Pesquisa mostra que apenas 12% dos entrevistados afirmaram que seus ganhos aumentaram nos últimos 12 meses
Estudo mostra que 69% dos manauaras disseram ter recorrido a atividades extras para complementar o orçamento (Foto: Junio Matos)
A Pesquisa Viver nas Cidades: Desigualdades, lançada pelo Instituto Cidades Sustentáveis em parceria com a Ipsos-Ipec e a Fundação Grupo Volkswagen, mostra como a população de Manaus e outras nove capitais brasileiras percebe a própria realidade em temas centrais como renda, moradia e escolaridade.
O estudo ouviu 3.500 pessoas com acesso à internet em Manaus, Belém, Fortaleza, Recife, Salvador, Belo Horizonte, Rio de Janeiro, São Paulo, Porto Alegre e Goiânia, entre dezembro de 2024 e julho de 2025.

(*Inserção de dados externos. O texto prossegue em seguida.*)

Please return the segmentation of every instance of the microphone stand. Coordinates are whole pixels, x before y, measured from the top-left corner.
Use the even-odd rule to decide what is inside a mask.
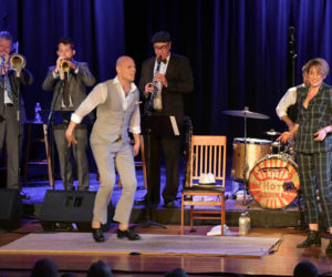
[[[64,86],[64,80],[61,79],[61,88]],[[53,124],[53,115],[54,115],[54,110],[55,110],[55,104],[60,98],[60,91],[58,91],[56,96],[54,99],[54,101],[51,104],[51,110],[49,113],[49,117],[48,117],[48,125],[46,125],[46,130],[49,130],[50,133],[50,153],[51,153],[51,168],[52,168],[52,184],[53,184],[53,191],[55,189],[55,170],[54,170],[54,164],[55,164],[55,158],[54,158],[54,124]]]
[[[289,28],[289,45],[290,45],[290,55],[291,55],[291,86],[295,86],[295,62],[297,62],[297,53],[295,53],[295,39],[294,39],[295,29],[293,27]]]
[[[157,69],[156,69],[156,73],[159,72],[160,69],[160,63],[162,63],[162,59],[160,57],[158,57],[157,59]],[[155,82],[154,82],[155,83]],[[147,116],[153,116],[153,103],[154,103],[154,95],[157,92],[157,86],[154,88],[154,91],[151,93],[151,99],[147,105],[147,109],[145,111],[145,115]],[[145,153],[146,153],[146,161],[147,161],[147,166],[146,166],[146,174],[147,176],[151,176],[151,168],[148,163],[151,163],[151,136],[152,136],[152,129],[147,127],[146,129],[146,146],[145,147]],[[146,215],[146,220],[139,224],[136,224],[135,226],[133,226],[132,228],[136,228],[136,227],[149,227],[149,226],[157,226],[164,229],[168,229],[167,226],[160,224],[160,223],[155,223],[151,220],[151,215],[152,215],[152,204],[151,204],[151,184],[148,182],[149,177],[147,177],[147,189],[146,189],[146,199],[145,199],[145,215]]]
[[[18,100],[18,109],[17,109],[17,129],[18,129],[18,187],[21,191],[21,137],[22,137],[22,132],[21,132],[21,114],[20,114],[20,107],[21,107],[21,103],[20,103],[20,80],[21,80],[21,70],[22,69],[17,69],[15,70],[15,85],[17,85],[17,100]],[[13,95],[14,96],[14,95]]]

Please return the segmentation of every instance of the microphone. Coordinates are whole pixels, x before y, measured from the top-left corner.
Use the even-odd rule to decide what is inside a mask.
[[[59,69],[59,75],[60,75],[60,80],[64,80],[64,71],[62,66],[60,66]]]
[[[293,42],[295,40],[295,28],[291,25],[288,29],[288,34],[289,34],[290,41]]]
[[[162,55],[159,55],[159,57],[157,58],[157,69],[156,69],[156,74],[159,73],[162,60],[163,60],[163,59],[162,59]]]

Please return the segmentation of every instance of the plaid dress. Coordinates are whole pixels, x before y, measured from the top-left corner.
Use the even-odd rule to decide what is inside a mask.
[[[298,90],[297,161],[304,201],[307,223],[319,223],[319,207],[315,189],[319,188],[320,202],[328,226],[332,226],[332,187],[330,185],[332,167],[332,134],[324,141],[314,141],[314,133],[332,125],[332,86],[322,83],[318,94],[303,106],[309,88]]]

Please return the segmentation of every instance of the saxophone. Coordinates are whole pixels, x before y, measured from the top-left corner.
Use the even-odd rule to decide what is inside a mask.
[[[187,132],[186,132],[186,150],[185,150],[185,156],[186,156],[186,178],[184,181],[184,188],[191,187],[191,136],[193,136],[193,124],[191,120],[187,116],[185,119],[186,125],[187,125]]]

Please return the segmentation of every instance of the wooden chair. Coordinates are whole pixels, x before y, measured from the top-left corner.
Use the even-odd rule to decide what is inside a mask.
[[[42,126],[43,129],[43,137],[35,137],[34,133],[31,134],[32,125],[34,126]],[[34,130],[35,132],[35,130]],[[30,160],[30,144],[33,142],[42,142],[45,144],[45,158],[44,160]],[[53,173],[51,166],[51,154],[50,154],[50,145],[49,145],[49,137],[48,137],[48,127],[46,124],[35,123],[35,122],[28,122],[28,138],[27,138],[27,154],[25,154],[25,162],[24,162],[24,178],[23,178],[23,186],[27,186],[28,182],[28,167],[29,165],[46,165],[48,173],[49,173],[49,182],[50,186],[53,186]]]
[[[185,206],[190,206],[190,230],[194,229],[194,219],[219,219],[221,223],[221,235],[224,235],[226,214],[226,136],[191,136],[189,173],[187,174],[189,177],[189,187],[184,187],[181,195],[181,235],[184,235]],[[217,186],[198,185],[200,175],[207,173],[214,174]],[[214,201],[205,201],[205,196],[214,197]],[[196,205],[218,206],[220,208],[218,208],[218,211],[198,211],[194,209]]]

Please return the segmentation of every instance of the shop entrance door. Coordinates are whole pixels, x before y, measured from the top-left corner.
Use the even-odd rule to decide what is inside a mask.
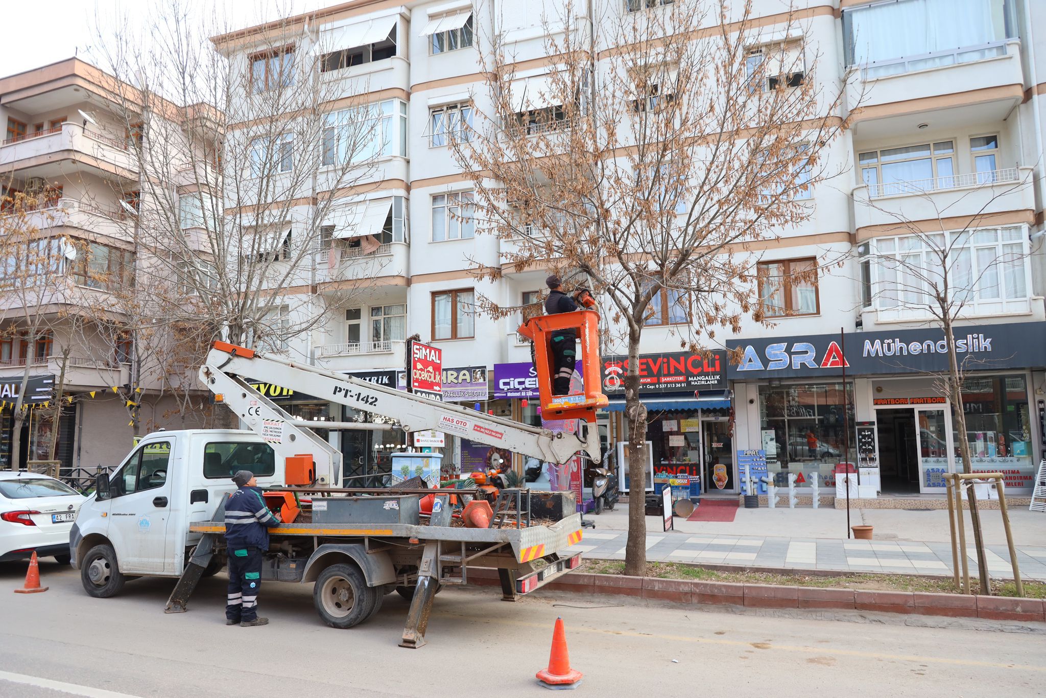
[[[733,436],[728,420],[701,422],[703,489],[707,494],[737,494],[733,467]]]
[[[943,474],[951,472],[952,415],[939,407],[916,407],[915,428],[919,492],[942,494],[946,492]]]

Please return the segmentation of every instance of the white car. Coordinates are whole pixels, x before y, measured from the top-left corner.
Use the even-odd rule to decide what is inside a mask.
[[[69,531],[87,497],[48,475],[0,471],[0,562],[53,556],[69,564]]]

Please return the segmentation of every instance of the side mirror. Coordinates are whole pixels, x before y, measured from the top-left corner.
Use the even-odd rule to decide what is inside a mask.
[[[98,473],[94,476],[94,493],[100,499],[109,499],[109,473]]]

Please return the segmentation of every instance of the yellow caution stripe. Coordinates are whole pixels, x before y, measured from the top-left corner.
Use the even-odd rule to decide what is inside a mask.
[[[530,547],[524,547],[520,550],[520,562],[530,562],[531,560],[537,560],[538,558],[545,557],[545,544],[531,545]]]

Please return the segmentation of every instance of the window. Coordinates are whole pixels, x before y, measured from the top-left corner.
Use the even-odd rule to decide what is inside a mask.
[[[25,123],[22,123],[18,119],[7,117],[7,138],[4,140],[6,143],[13,143],[17,140],[22,140],[25,138]]]
[[[624,0],[624,8],[630,13],[638,13],[640,9],[650,7],[660,7],[670,5],[676,0]]]
[[[110,480],[109,492],[119,497],[163,487],[167,481],[170,442],[154,442],[131,454]]]
[[[432,197],[432,240],[468,240],[476,234],[472,192]]]
[[[858,162],[868,196],[947,189],[956,185],[951,140],[861,153]]]
[[[81,286],[114,290],[134,283],[134,252],[100,243],[86,243],[72,262]]]
[[[254,94],[294,85],[294,46],[255,53],[250,58]]]
[[[459,28],[433,32],[429,40],[429,52],[435,55],[472,46],[472,15],[469,15],[469,19]]]
[[[846,65],[879,77],[1002,55],[1002,42],[1016,36],[1013,5],[1011,0],[899,0],[844,9]]]
[[[359,308],[349,308],[345,311],[345,341],[349,344],[359,344],[363,341],[363,311]]]
[[[799,87],[806,77],[802,42],[767,44],[750,50],[745,59],[745,73],[753,92]]]
[[[952,298],[968,313],[1026,312],[1031,270],[1023,227],[948,234]],[[923,317],[932,286],[943,287],[946,233],[877,238],[872,242],[874,306],[886,317]]]
[[[227,480],[240,470],[249,470],[255,477],[275,475],[276,454],[268,444],[210,442],[204,446],[204,477]]]
[[[447,145],[451,139],[469,140],[472,132],[472,106],[447,105],[433,109],[429,115],[432,135],[430,148]]]
[[[389,155],[407,157],[406,102],[386,99],[326,115],[322,164],[341,166]]]
[[[974,156],[974,172],[977,173],[977,183],[985,184],[997,181],[999,136],[977,136],[971,138],[970,152]]]
[[[395,30],[396,25],[393,24],[388,35],[381,41],[324,53],[320,57],[320,72],[344,70],[351,66],[374,63],[392,58],[396,54]]]
[[[816,260],[761,262],[756,275],[759,302],[767,317],[820,313]]]
[[[476,294],[473,289],[432,294],[432,338],[472,339]]]
[[[130,332],[116,335],[113,345],[113,361],[115,363],[131,363],[134,357],[134,339]]]
[[[370,309],[370,341],[403,341],[407,338],[407,306],[377,306]]]
[[[643,286],[649,290],[653,286],[653,283],[649,282]],[[666,289],[662,287],[651,298],[651,302],[646,307],[646,318],[643,320],[643,324],[647,327],[686,324],[689,321],[685,294],[679,289]]]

Entre as dez capitais, Manaus se destaca negativamente no cenário econômico. Apenas 12% dos entrevistados afirmaram que sua renda aumentou nos últimos 12 meses, enquanto 38% relataram queda – o saldo mais desfavorável do levantamento.
Além disso, 69% dos manauaras disseram ter recorrido a atividades extras para complementar o orçamento, índice que coloca a cidade entre as mais afetadas do país, ao lado de Belém (70%) e Fortaleza (65%) . Os chamados “bicos” mais frequentes envolvem serviços gerais como faxina, manutenção e jardinagem, além da revenda de produtos, pequenos trabalhos de beleza e vendas de roupas usadas.

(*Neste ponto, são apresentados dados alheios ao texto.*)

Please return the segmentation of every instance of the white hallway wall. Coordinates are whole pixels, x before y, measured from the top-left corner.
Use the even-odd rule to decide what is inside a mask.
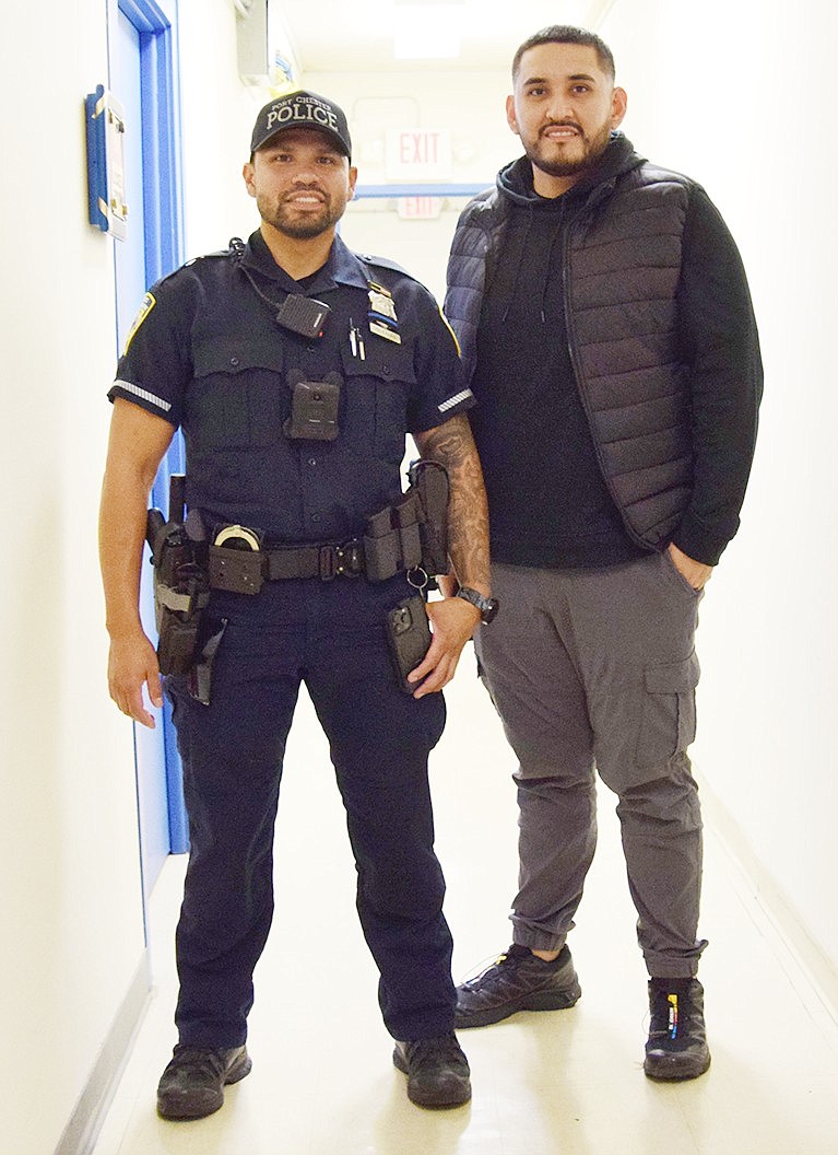
[[[107,7],[14,5],[0,49],[0,1038],[14,1104],[0,1147],[15,1155],[55,1150],[114,1023],[144,998],[133,735],[107,696],[96,549],[117,349],[113,241],[87,223],[83,99],[107,84]],[[249,228],[227,178],[254,105],[229,0],[180,12],[194,253]],[[231,157],[219,142],[239,125]]]
[[[15,1056],[3,1140],[16,1155],[55,1148],[143,964],[132,737],[107,699],[96,567],[115,338],[111,241],[85,223],[82,99],[106,76],[105,7],[13,6],[0,73],[6,157],[16,158],[0,187],[2,469],[15,516],[1,579],[0,1030]],[[239,171],[259,102],[235,76],[227,0],[180,0],[180,12],[194,254],[255,223]],[[750,273],[766,403],[743,529],[704,603],[696,761],[833,966],[828,303],[838,243],[825,129],[836,18],[815,0],[794,25],[756,0],[708,0],[701,18],[686,0],[616,0],[601,29],[630,91],[629,135],[702,179]],[[308,80],[347,109],[383,88],[382,77]],[[418,98],[421,122],[479,143],[456,179],[484,179],[514,155],[506,76],[465,77],[452,92],[433,77],[394,83]]]

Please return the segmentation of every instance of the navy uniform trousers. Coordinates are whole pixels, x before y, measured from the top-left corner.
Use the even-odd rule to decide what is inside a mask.
[[[401,1040],[454,1029],[451,936],[427,774],[446,707],[440,693],[417,701],[398,690],[384,629],[387,610],[410,593],[403,575],[380,586],[339,578],[274,582],[255,597],[216,593],[210,612],[227,626],[210,705],[190,699],[182,679],[167,679],[190,839],[177,932],[175,1021],[185,1045],[230,1048],[246,1038],[253,970],[274,910],[274,826],[301,681],[346,810],[384,1023]],[[310,824],[316,837],[316,814]],[[323,937],[322,921],[300,929],[312,951],[334,948]]]

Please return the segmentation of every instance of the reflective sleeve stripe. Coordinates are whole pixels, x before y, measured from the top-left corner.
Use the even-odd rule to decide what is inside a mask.
[[[171,402],[164,401],[163,397],[156,397],[154,393],[149,393],[148,389],[141,389],[139,385],[132,385],[130,381],[120,381],[117,379],[113,385],[114,388],[119,387],[120,389],[125,389],[126,393],[133,393],[135,397],[142,397],[143,401],[151,402],[152,405],[162,409],[164,413],[167,413],[172,408]]]
[[[455,405],[458,405],[461,401],[467,401],[469,397],[473,396],[474,394],[471,389],[463,389],[462,393],[455,393],[452,397],[449,397],[448,401],[443,401],[442,404],[436,408],[441,413],[444,413],[447,410],[454,409]]]

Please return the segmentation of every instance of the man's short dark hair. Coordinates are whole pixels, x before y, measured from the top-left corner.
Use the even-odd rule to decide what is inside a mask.
[[[521,58],[530,49],[538,47],[539,44],[581,44],[585,49],[593,49],[599,58],[603,72],[614,80],[614,57],[611,49],[601,40],[596,32],[589,32],[585,28],[574,28],[573,24],[551,24],[543,28],[540,32],[534,32],[521,45],[512,58],[512,82],[517,80],[521,68]]]

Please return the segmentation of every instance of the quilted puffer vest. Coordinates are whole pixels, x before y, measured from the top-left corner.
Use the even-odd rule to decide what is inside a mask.
[[[689,367],[676,290],[691,181],[643,163],[591,191],[564,234],[570,356],[603,477],[630,536],[669,539],[693,487]],[[463,213],[446,314],[473,373],[486,261],[507,215],[495,189]]]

Essa dependência da economia informal ajuda a explicar por que a sensação de vulnerabilidade é tão forte: 66% da população de Manaus acredita que a fome e a pobreza aumentaram na cidade no último ano.
Custo de vida
A pesquisa também levantou quais despesas mais impactam o bolso dos entrevistados. Em Manaus, alimentação aparece em primeiro lugar (83%), seguida por saúde (60%) e moradia (47%). O dado mais expressivo é o peso do transporte (42%), mais alto que em outras capitais e reflexo direto das grandes distâncias urbanas, da dependência do transporte coletivo e dos altos custos com combustíveis.
Esses fatores contribuem para que muitas famílias tenham de rever hábitos de consumo. Em Manaus, uma proporção maior que a média nacional relatou reduzir o consumo de carne, arroz, feijão e laticínios no último ano, compensando com aumento no consumo de ovos, uma proteína mais acessível.
Avanços Parciais
Apesar das dificuldades financeiras, a população manauara também percebe avanços. Quase metade dos entrevistados avalia que sua condição de moradia melhorou nos últimos cinco anos, e 46% disseram ter conseguido aumentar o grau de instrução nesse período.
Quando comparados aos pais, 71% dos manauaras afirmam ter alcançado maior nível de escolaridade, enquanto 47% dizem viver em moradias melhores que as da geração anterior. Ainda assim, apenas 45% relatam ter renda superior à dos pais na mesma idade, reforçando a ideia de que a educação, sozinha, já não garante ascensão socioeconômica.
Expectativas
Em relação às medidas necessárias para enfrentar a fome e a pobreza, a resposta em Manaus é clara: 79% defendem a criação de políticas de garantia de emprego. Também aparecem como prioridades a redução das contas básicas, como energia e água, e o fortalecimento da rede de assistência social.
Os resultados revelam um paradoxo: embora parte significativa dos entrevistados relate que a renda se manteve estável ou aumentou, a percepção generalizada é de que a fome e a pobreza cresceram no último ano.
Para Jorge Abrahão, coordenador-geral do Instituto Cidades Sustentáveis, isso mostra a urgência de uma melhor distribuição de renda para reduzir o abismo que separa os brasileiros.